Following Federer’s presentation, Sangiuliano argued that positive constitutional rights are predicated on findings that state omissions have caused a violation of the relevant right. Sangiuliano posited that such findings are not empirical, but normative: such a finding is predicated on the notion that the state has a duty to prevent an outcome. For Sangiuliano, the ‘exposition’ of judicial decisions can help reveal the normative assumptions that underly judicial findings of state omissions.
Addressing judicial anxieties about positive rights
The separation of powers concerns referenced by Bakan were also addressed in an afternoon plenary session on judicial anxieties about positive rights. Associate Professor Benjamin Perryman of the University of New Brunswick argued that the separation of powers between the three branches of government is a misnomer and should be reconceived as the overlapping of powers. Perryman contended that the judiciary has a role in explaining how the overlap ought to function in practice and pointed towards foreign jurisprudence to indicate how Canadian courts might go about this task.
Both Professor Kent Roach of Jackman Law and Professor Margot Young of the University of British Columbia’s Allard School of Law argued forcefully against a distinction between positive and negative rights at all. Roach noted that the Charter rights implicated in criminal law, though often framed in negative terms in the text of the Charter, in effect create positive obligations for the state. For instance, s. 12 implicitly requires the state to invest in correctional facilities so that they do not amount to venues for cruel and unusual punishment. For Roach, the positive versus negative rights dichotomy is a false distinction.
Young made a similar argument, asserting that the Charter is at a moment of “existential crisis” because Canadian courts have “failed to give force to the full potential for the Charter as an instrument of social justice.” Young argued that the Supreme Court’s concept of substantive equality in interpreting s. 15(1) requires recognition of positive state obligations if it is to mean anything – and that a real commitment to social equality requires doing away with the distinction between positive and negative obligations.

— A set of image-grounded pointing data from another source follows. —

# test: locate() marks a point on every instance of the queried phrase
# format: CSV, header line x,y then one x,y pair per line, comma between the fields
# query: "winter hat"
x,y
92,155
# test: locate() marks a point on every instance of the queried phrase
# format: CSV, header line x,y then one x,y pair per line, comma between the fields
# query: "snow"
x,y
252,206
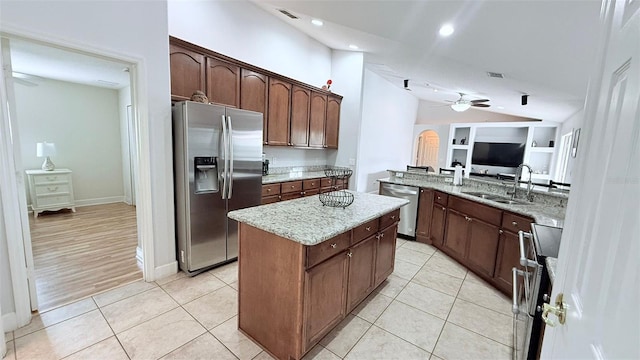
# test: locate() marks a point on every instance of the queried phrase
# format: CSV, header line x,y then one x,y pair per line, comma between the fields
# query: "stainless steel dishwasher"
x,y
409,212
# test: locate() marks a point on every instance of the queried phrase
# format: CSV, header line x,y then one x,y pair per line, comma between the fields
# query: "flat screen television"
x,y
497,154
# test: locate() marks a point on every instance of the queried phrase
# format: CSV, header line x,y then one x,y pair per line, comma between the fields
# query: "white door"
x,y
598,270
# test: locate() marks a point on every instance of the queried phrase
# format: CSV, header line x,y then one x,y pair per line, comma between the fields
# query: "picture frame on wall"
x,y
574,145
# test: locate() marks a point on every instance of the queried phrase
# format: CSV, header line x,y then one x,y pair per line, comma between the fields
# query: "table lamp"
x,y
45,149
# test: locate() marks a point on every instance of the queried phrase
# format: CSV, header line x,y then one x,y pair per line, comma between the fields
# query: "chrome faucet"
x,y
516,182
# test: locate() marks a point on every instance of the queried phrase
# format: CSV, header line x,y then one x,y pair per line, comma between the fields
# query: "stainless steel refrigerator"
x,y
217,169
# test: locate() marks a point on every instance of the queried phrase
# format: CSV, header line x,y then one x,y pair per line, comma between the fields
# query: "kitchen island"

Young quoted from the American scholar S. F. Kreimer, who writes that “appropriate verbal manipulations can easily move most cases across the line between positive and negative obligations,” and from the University of Ottawa’s Martha Jackman, who has written that “the distinction between state action and inaction, and between positive and negative rights, has been entirely discredited under international human rights law.” Young asserted that the courts’ proclivity to distinguish between positive and negative rights is explained by a desire to protect the separation of powers. For Young, however, the separation of powers “requires judicial enforcement of the Charter to its full remedial purpose.”
This afternoon plenary panel also included a presentation by Associate Professor Angela Cameron of the University of Ottawa and Toronto lawyer Lara Koerner-Yeo of JFK Law LLP, who examined the role of the presumption of conformity (between Canadian legislation and international treaty obligations) in ss. 7 and 15 Charter litigation. Research by Cameron and Koerner-Yeo indicates very little litigation in which the presumption of conformity has been raised in support of positive rights claims. However, Cameron and Koerner-Yeo noted that the presumption is increasingly invoked in s. 35 litigation.
Daniel Minden is a Research and Communications Assistant with the Asper Centre. He is a 1L JD candidate at the University of Toronto Jackman Faculty of Law.